Lenders are not ready to pay procuration fees through networks because they have not sorted out their back-office systems, says Whitechurch managing director Ian McIvor.
McIvor is concerned that after speaking with various lenders, some still intend to pay procuration fees direct to mortgage intermediaries and not through networks. This in effect will mean that intermediaries will have to give the fee to the network which will then have to pay it back to the intermediary.
McIvor says lenders need to start updating their systems as soon as possible but says he suspects they are losing focus in the lead-up to M-Day.
Lenders need to replace the name of the individual broker on their system with the broker's FSA number to make payment to the network possible.

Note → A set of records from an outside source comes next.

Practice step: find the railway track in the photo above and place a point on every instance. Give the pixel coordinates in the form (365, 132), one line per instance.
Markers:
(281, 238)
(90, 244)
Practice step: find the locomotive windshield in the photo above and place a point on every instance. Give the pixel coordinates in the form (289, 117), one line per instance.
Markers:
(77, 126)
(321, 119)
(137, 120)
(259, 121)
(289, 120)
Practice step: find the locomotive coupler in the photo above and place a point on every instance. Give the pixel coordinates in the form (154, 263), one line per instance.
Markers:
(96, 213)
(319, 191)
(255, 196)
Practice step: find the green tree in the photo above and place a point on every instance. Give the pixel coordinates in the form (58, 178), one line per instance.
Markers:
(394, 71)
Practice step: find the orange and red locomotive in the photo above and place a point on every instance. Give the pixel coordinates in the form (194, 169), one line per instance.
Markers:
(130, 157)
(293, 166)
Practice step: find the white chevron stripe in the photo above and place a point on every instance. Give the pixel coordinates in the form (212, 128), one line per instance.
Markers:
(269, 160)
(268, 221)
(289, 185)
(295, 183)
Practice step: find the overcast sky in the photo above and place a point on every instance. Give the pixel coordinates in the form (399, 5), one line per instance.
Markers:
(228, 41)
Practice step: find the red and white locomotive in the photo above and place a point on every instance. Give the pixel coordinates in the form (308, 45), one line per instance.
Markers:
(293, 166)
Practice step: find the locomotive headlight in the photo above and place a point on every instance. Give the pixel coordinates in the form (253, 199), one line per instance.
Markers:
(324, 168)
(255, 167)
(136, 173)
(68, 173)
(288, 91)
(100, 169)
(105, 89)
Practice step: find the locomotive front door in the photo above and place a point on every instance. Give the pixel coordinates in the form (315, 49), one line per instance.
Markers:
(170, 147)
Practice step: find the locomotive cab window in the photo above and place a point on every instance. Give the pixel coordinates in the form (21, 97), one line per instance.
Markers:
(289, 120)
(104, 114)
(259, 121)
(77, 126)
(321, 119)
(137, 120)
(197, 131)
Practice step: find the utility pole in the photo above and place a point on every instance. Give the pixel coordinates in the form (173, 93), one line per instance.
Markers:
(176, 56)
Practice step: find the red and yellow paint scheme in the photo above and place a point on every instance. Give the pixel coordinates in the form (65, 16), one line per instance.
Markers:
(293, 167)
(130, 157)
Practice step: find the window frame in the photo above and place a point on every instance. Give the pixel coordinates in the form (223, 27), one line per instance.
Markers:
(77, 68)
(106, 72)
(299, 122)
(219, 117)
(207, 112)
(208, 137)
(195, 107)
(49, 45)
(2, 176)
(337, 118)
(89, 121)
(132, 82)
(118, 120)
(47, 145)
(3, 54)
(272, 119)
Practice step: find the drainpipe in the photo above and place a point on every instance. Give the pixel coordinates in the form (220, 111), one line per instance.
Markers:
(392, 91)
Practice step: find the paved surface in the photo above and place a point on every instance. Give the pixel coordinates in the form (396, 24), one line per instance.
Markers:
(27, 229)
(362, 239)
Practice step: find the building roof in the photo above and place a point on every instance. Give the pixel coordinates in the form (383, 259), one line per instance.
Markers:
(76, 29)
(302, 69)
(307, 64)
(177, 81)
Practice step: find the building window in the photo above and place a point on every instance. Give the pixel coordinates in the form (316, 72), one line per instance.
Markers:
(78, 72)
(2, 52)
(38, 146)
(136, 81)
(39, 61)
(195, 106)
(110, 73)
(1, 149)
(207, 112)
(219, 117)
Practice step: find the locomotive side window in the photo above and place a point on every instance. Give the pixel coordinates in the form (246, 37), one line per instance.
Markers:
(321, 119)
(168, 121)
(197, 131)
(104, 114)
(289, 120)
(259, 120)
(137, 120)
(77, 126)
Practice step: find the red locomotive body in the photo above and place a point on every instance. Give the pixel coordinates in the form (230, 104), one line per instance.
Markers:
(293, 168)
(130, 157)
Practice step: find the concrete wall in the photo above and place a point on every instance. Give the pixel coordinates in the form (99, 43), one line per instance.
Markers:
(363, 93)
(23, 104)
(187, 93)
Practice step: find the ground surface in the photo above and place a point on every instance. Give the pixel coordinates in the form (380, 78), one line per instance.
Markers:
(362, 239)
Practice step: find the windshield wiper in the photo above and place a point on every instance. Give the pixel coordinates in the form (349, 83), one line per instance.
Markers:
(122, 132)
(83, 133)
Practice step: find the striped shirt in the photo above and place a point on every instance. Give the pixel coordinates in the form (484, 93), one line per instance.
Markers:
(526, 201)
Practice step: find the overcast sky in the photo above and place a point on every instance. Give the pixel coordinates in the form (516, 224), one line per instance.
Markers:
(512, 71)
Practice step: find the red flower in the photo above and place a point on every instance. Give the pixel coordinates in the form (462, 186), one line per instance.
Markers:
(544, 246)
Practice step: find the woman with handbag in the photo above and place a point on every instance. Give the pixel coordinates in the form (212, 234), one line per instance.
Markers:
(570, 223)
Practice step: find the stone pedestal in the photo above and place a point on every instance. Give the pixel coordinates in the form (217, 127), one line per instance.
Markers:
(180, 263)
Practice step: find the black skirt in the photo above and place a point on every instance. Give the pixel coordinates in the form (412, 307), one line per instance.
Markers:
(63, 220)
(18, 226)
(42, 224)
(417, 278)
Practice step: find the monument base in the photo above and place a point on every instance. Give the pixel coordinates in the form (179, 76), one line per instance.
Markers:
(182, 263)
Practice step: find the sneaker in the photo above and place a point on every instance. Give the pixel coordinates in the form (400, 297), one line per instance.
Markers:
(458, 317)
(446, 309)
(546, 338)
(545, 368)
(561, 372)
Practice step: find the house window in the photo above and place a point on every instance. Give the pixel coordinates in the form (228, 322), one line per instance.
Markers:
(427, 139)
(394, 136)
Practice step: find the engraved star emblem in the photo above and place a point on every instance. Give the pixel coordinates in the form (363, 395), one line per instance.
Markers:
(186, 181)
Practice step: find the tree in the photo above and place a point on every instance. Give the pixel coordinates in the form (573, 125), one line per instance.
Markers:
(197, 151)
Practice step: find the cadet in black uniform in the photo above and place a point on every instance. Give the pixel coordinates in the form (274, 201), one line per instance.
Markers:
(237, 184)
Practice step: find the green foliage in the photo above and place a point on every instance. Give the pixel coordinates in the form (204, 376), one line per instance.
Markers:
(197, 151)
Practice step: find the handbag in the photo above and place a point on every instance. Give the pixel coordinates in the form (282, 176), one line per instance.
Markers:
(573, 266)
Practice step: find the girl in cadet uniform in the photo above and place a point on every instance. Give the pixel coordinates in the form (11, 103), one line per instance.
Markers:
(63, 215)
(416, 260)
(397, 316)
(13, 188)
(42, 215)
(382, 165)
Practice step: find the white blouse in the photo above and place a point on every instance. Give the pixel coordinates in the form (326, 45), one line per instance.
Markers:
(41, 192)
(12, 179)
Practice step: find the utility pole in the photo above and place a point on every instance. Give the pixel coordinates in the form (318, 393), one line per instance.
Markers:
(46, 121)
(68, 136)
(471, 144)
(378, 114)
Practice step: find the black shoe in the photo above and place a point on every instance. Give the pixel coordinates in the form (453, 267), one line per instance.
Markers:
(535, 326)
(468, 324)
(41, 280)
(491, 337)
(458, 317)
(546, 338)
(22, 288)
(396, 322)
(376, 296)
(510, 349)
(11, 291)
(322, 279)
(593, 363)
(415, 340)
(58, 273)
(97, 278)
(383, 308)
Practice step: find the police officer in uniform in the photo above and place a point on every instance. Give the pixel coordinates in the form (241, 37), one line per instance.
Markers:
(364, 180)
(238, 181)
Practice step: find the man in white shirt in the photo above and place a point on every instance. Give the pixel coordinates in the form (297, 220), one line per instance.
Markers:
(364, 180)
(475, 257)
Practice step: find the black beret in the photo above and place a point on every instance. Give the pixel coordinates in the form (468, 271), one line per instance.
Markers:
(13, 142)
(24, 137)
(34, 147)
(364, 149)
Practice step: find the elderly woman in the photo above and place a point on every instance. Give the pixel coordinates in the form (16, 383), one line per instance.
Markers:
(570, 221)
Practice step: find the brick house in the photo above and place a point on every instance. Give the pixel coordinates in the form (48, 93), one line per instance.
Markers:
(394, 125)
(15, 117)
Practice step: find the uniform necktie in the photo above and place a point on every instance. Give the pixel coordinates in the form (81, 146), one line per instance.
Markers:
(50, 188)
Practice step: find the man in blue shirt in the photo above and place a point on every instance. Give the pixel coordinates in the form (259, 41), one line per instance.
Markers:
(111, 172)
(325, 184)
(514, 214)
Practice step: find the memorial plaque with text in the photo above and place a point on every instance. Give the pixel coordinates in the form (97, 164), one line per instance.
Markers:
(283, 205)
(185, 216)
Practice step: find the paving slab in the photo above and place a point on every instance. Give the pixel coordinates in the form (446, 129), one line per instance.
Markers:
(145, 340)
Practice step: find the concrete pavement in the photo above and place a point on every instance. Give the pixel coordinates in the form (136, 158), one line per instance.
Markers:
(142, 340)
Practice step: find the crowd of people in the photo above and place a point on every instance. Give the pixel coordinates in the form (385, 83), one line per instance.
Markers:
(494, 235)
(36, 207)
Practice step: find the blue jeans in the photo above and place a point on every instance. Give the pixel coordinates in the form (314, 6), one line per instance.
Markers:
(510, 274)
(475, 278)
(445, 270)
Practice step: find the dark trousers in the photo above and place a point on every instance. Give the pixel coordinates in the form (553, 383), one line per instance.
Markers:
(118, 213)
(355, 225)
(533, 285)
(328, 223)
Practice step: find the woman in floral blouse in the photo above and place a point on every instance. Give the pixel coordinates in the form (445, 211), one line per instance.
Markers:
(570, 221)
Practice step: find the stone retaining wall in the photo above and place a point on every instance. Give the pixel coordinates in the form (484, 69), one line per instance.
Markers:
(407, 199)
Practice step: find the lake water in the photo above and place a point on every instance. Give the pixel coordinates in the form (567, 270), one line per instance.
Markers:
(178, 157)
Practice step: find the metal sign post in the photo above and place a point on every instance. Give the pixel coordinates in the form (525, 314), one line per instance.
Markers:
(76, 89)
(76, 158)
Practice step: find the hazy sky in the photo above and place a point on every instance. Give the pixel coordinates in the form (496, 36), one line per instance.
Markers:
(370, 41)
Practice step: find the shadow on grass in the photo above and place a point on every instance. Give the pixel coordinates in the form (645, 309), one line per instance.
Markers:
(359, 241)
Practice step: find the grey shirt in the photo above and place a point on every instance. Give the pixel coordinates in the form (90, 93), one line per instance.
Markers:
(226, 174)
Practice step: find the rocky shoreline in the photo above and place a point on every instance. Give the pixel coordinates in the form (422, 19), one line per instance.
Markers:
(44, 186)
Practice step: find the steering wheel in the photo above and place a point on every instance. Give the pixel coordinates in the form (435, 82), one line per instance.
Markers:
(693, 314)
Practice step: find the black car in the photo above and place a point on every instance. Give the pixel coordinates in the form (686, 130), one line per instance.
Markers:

McIvor says the small niche players which have had to prepare themselves from scratch seem to be ready but he says the “old dinosaurs” of the mortgage lending industry are the least prepared and warns of a knock-on impact on mortgage clubs.
Lenders say several intermediaries still have not rec-eived their FSA numbers which is slowing down the process.
Accord Mortgages sales director Ian Smith says some networks are giving lenders lists of their members. From these, a relatively small number will refer business to them so lenders are spending time unnecessarily inputting irrelevant data.
McIvor says: “Mortgage firms are behind in realising what networks are and what they have to do with ARs. They need to start thinking like the life and pension companies.”
Intelligent Finance head of intermediary sales Brian Ewing says: “It is just our fourth anniversary so we knew from the beginning that our systems would have to be designed with regulation in mind.”